"Whose Side Are You On?" Estimating Ideology of Political and News Content Using Large Language Models and Few-shot Demonstration Selection
Muhammad Haroon, Magdalena Wojcieszak, Anshuman Chhabra
TL;DR
This work investigates estimating political ideology of online content using large language models with few-shot in-context learning. It introduces a Set-BSR demonstration selection method to create balanced, high-coverage prompts, and evaluates across YouTube Slant, Ad Fontes, and AllSides datasets using GPT-4o, Llama-2-13B, and Mistral-7B. The results show that few-shot ICL with balanced demonstrations substantially improves accuracy over zero-shot and traditional supervised baselines, with metadata such as source information providing notable gains, while certain modalities (e.g., thumbnails) and chain-of-thought prompts offer limited or negative benefits. The findings demonstrate GPT-4o’s ability to approach human-level consistency on several benchmarks and highlight practical implications and ethical considerations for scalable, cross-domain ideology classification in news and video content.
Abstract
The rapid growth of social media platforms has led to concerns about radicalization, filter bubbles, and content bias.
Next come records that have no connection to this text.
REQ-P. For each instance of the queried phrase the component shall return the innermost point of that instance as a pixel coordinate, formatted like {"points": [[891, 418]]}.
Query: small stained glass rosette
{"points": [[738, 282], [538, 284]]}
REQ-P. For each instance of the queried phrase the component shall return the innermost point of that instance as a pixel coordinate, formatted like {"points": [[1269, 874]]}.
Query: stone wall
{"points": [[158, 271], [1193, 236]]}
Existing approaches to classifying ideology are limited in that they require extensive human effort, the labeling of large datasets, and are not able to adapt to evolving ideological contexts. This paper explores the potential of Large Language Models (LLMs) for classifying the political ideology of online content through in-context learning (ICL). Our extensive experiments involving demonstration selection in label-balanced fashion, conducted on three datasets comprising news articles and YouTube videos, reveal that our approach significantly outperforms zero-shot and traditional supervised methods. Additionally, we evaluate the influence of metadata (e.g., content source and descriptions) on ideological classification and discuss its implications. Finally, we show how providing the source for political and non-political content influences the LLM's classification.